Scale: last time I did the math the minimum number of parameters required to represent the human connectome was over 500 quadrillion. 10+ quintillion is probably more accurate. That's 6-8 orders of magnitude more than we have in SOTA LLMs running on the best of the best hardware and Moore's law isn't going to take us that far. A 2.5D CPU/GPU might not even be theoretically capable of enough elements to simulate a fraction of that.
Quantization: I'm not sure neurons can be fully simulated with the limited precision of FP64, let alone FP32/16 or Q8/7/6/5/4. I've got far less evidence for this point than the others but it's a deeply held suspicion.
> I haven't read Steven Pinkers critiques (could you link them please) so I can't say much about that. What does he mean by goal seeking?
He has spoken about it multiple times on a few different podcasts. Here is a recent discussion he had with physicist David Deutsch [1] where he references this idea (See chapter timestamp for "Does AGI need agency to be 'creative'?").
That is one of the things that stood out to me in Searle's summary of his later work because I consider how the transformer architecture works and the way in which the surrounding context plays into the meaning of the words.
> Part of learning those language games is experimenting in the real world
It is interesting that the article we are responding to talks about how we have only just begun to experiment with RL on top of transformers. In the same way that Alpha Go engaged in adversarial play we can envision LLMs being augmented to play language games amongst themselves.

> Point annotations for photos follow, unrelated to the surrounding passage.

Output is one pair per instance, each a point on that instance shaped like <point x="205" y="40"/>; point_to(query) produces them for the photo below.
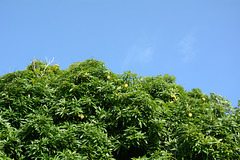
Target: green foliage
<point x="88" y="112"/>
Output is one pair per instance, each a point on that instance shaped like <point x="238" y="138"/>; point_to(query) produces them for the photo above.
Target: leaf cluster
<point x="88" y="112"/>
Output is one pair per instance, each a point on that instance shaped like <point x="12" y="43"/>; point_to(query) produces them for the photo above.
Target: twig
<point x="46" y="67"/>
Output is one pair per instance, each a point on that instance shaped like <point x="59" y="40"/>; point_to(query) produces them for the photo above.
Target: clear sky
<point x="196" y="41"/>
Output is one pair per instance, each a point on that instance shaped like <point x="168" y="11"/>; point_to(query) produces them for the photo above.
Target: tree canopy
<point x="89" y="112"/>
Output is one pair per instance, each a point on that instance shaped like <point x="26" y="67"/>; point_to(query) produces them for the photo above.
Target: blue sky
<point x="196" y="41"/>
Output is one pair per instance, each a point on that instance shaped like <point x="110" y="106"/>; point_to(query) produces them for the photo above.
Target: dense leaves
<point x="88" y="112"/>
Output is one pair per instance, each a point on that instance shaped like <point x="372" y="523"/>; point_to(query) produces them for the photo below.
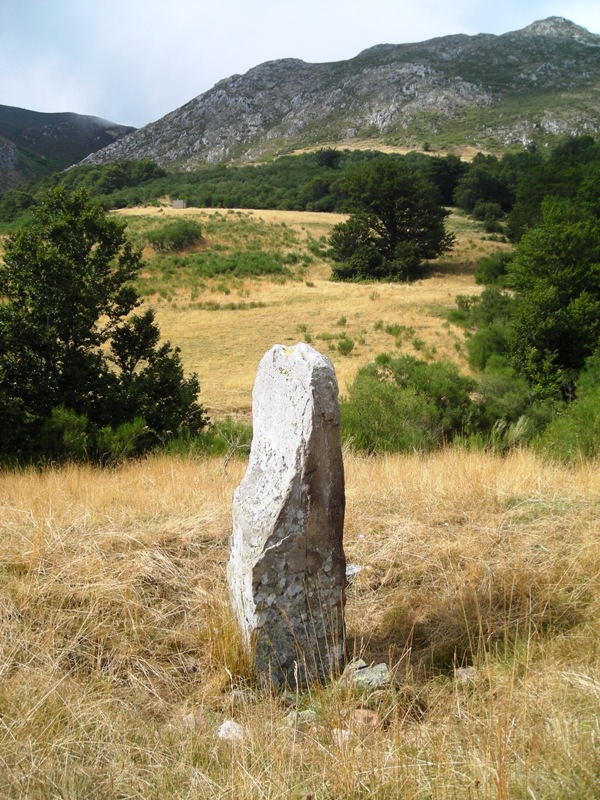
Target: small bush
<point x="493" y="268"/>
<point x="64" y="435"/>
<point x="175" y="236"/>
<point x="116" y="444"/>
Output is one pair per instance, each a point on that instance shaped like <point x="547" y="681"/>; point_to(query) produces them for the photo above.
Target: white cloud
<point x="134" y="60"/>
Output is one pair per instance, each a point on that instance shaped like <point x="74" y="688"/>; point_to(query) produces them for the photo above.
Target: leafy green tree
<point x="69" y="339"/>
<point x="556" y="276"/>
<point x="395" y="222"/>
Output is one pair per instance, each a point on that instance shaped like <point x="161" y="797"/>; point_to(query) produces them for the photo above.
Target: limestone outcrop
<point x="287" y="570"/>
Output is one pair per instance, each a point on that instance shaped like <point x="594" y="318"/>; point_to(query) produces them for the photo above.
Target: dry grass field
<point x="224" y="346"/>
<point x="478" y="585"/>
<point x="120" y="662"/>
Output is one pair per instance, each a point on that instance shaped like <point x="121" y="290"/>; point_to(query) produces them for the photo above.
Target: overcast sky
<point x="132" y="61"/>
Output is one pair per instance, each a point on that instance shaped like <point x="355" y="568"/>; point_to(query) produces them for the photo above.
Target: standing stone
<point x="287" y="570"/>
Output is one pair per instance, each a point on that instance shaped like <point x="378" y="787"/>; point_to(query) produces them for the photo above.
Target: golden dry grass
<point x="224" y="347"/>
<point x="119" y="660"/>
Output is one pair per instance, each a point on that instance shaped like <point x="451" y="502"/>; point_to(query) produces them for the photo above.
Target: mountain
<point x="33" y="144"/>
<point x="485" y="91"/>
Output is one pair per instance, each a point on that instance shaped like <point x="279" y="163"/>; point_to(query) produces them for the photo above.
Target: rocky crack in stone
<point x="287" y="570"/>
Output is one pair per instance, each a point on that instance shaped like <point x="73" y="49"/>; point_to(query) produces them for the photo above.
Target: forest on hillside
<point x="532" y="335"/>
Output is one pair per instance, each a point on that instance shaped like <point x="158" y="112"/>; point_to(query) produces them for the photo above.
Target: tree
<point x="556" y="275"/>
<point x="395" y="222"/>
<point x="69" y="338"/>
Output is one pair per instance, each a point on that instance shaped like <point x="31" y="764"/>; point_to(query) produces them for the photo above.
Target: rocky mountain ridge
<point x="34" y="143"/>
<point x="485" y="91"/>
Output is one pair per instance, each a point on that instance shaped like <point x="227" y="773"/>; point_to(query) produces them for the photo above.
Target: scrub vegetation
<point x="470" y="397"/>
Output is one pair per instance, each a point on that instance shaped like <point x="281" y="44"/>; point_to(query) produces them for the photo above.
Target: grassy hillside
<point x="225" y="322"/>
<point x="478" y="579"/>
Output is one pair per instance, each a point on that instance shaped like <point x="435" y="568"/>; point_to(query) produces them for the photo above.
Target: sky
<point x="133" y="61"/>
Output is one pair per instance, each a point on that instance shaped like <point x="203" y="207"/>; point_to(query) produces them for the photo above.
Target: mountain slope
<point x="33" y="143"/>
<point x="484" y="90"/>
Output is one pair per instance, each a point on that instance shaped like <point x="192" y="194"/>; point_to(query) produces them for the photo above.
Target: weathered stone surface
<point x="363" y="676"/>
<point x="287" y="570"/>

That may result in their own language, distinct from human language. But it also may result in the formation of intelligence surpassing human intelligence.
> The fidelity of text is simply too low to communicate the amount of information humans use to build up general intelligence.
This does not at all follow from anything I've encountered in Wittgenstein. It is an empirical claim that we (as in humanity) are going to test and not something that I would argue either one of us can know simply reasoning from first principles.
What does follow for me is closer to what Steven Pinker has been proposing in his own critiques of LLMs and AGI, which is that there is no necessary correlation between goal seeking (or morality) and intelligence. I also feel this is concordant with Wittgenstein's own work.
> Without the ability to interact with the physical world, LLMs will never be able to reach AGI
Again, a confident claim that is based on nothing other than your own belief. As I stated in my last comment, I am excited to see if that is empirically true or false. We are definitely going to scale up LLMs in the coming decade and so we are likely to find out.
My suspicion is that people don't want this scaling up to work because it would force them to let go of metaphysical commitments they have on both the nature of intelligence as well as the nature of reality. And for this reason they are adamantly disbelieving in even the possibility before the evidence has been gathered.
I'm happy to stay agnostic until the evidence is in. Thankfully, it shouldn't take too long so I may be lucky enough to find out in my own lifetime.